Stuck Sliding Window

The resolution then is to add a timeout check, so we can catch when a message has overstayed. (And we know immigration authorities are really adept at this task). I’ll present two methods of timeout checks.

Attaching a Timeout to every message #

Each time a message is sent into the window, we start a timer process. If the message exits the window before that, we can cancel the timer. Realising this in Golang would be starting a goroutine (Go’s lightweight thread, much cheaper than an OS thread but not free) for each message’s timer, and then cancelling an associated context when the message exits. However, a large window would translate to a large number of active goroutines.

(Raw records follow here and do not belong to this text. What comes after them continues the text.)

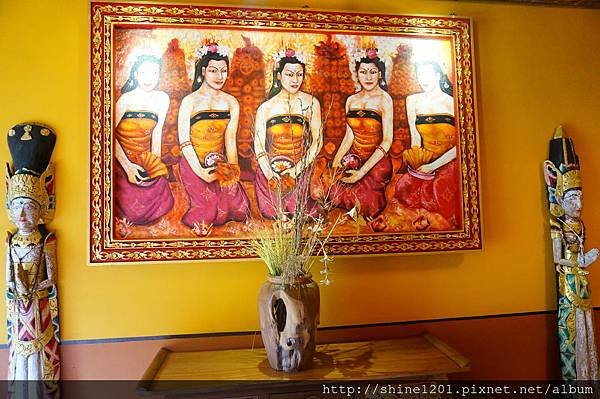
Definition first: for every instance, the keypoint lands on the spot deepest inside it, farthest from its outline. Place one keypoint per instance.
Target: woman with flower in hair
(287, 137)
(208, 123)
(432, 181)
(362, 154)
(142, 192)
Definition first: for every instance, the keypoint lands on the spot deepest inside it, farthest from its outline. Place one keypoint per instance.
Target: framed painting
(197, 112)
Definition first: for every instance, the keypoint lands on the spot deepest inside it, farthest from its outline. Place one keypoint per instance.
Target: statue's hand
(590, 257)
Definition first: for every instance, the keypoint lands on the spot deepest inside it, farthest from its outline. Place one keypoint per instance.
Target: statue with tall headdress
(578, 356)
(31, 295)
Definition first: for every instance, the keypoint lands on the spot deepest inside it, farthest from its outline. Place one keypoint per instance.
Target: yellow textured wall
(536, 68)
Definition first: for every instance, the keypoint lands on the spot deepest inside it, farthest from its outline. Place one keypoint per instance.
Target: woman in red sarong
(287, 137)
(432, 181)
(207, 125)
(362, 154)
(142, 192)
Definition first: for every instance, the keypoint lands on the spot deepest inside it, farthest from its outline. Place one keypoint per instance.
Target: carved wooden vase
(289, 315)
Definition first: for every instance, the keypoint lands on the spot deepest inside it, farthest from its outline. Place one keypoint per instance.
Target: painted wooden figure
(31, 295)
(578, 356)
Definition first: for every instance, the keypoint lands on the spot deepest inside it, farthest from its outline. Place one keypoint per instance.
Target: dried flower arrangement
(291, 242)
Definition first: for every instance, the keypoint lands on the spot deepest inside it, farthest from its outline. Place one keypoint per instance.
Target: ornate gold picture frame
(186, 134)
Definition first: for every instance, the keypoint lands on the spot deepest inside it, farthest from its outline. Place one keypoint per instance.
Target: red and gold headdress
(31, 147)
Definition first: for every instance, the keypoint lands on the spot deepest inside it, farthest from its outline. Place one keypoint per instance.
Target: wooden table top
(411, 357)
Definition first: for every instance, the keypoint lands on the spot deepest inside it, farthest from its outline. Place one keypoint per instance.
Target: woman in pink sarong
(362, 155)
(208, 122)
(142, 192)
(287, 138)
(432, 180)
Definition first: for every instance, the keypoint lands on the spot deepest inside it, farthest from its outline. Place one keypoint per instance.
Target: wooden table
(245, 373)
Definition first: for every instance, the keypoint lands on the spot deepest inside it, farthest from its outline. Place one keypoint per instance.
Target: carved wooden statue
(575, 314)
(31, 296)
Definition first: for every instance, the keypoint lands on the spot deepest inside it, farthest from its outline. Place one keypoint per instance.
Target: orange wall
(535, 69)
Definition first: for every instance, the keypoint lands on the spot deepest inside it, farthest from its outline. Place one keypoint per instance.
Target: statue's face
(572, 203)
(25, 214)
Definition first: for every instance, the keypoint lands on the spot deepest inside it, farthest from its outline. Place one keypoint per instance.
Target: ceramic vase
(289, 315)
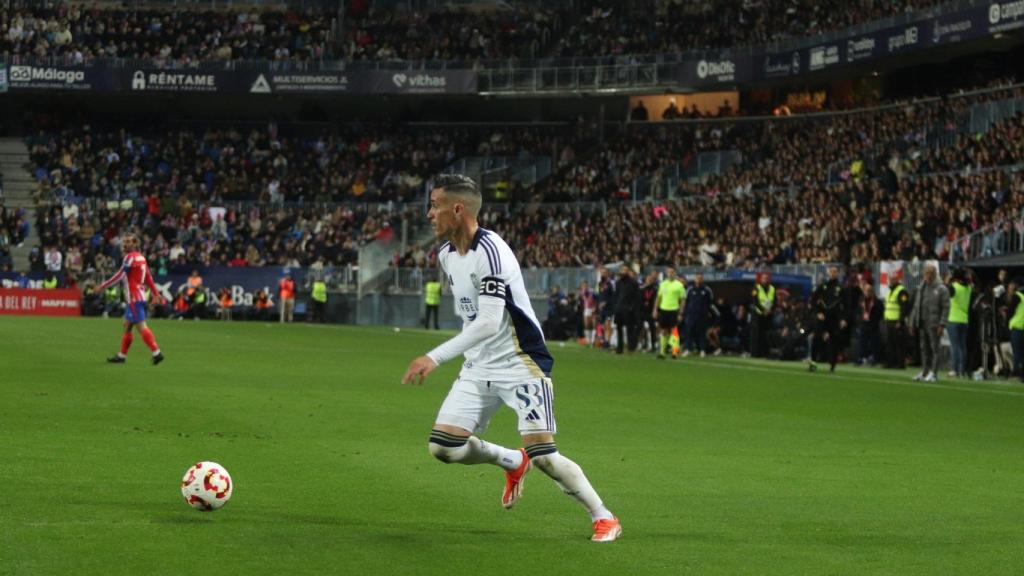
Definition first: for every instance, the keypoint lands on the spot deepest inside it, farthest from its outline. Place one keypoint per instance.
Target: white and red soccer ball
(207, 486)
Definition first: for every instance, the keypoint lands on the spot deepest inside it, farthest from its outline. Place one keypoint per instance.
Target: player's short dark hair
(463, 187)
(457, 183)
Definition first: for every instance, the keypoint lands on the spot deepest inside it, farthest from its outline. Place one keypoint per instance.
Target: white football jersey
(489, 269)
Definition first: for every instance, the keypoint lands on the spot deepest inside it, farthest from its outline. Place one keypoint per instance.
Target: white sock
(482, 452)
(474, 451)
(568, 476)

A single Timeout for the whole window #

The alternative is to start one ticker that runs, and check the age of the oldest message at regular intervals (e.g. every 10 seconds). However, this means that the longest amount of time a message can be stuck is approximately 2x, where x is the monitoring interval. This could be bad for services that require responsiveness in reporting faults.

Remarks #

The problem is that programming solutions are only optimised if you understand your operational context. For instance, if you have multiple messages that repeatedly flow through the window, then the latter method would be better due to the high costs of starting multiple goroutines. However, if you have sparse message flow that is very important (e.g. in a monitoring system reporting fatal problems), then the former method would be better.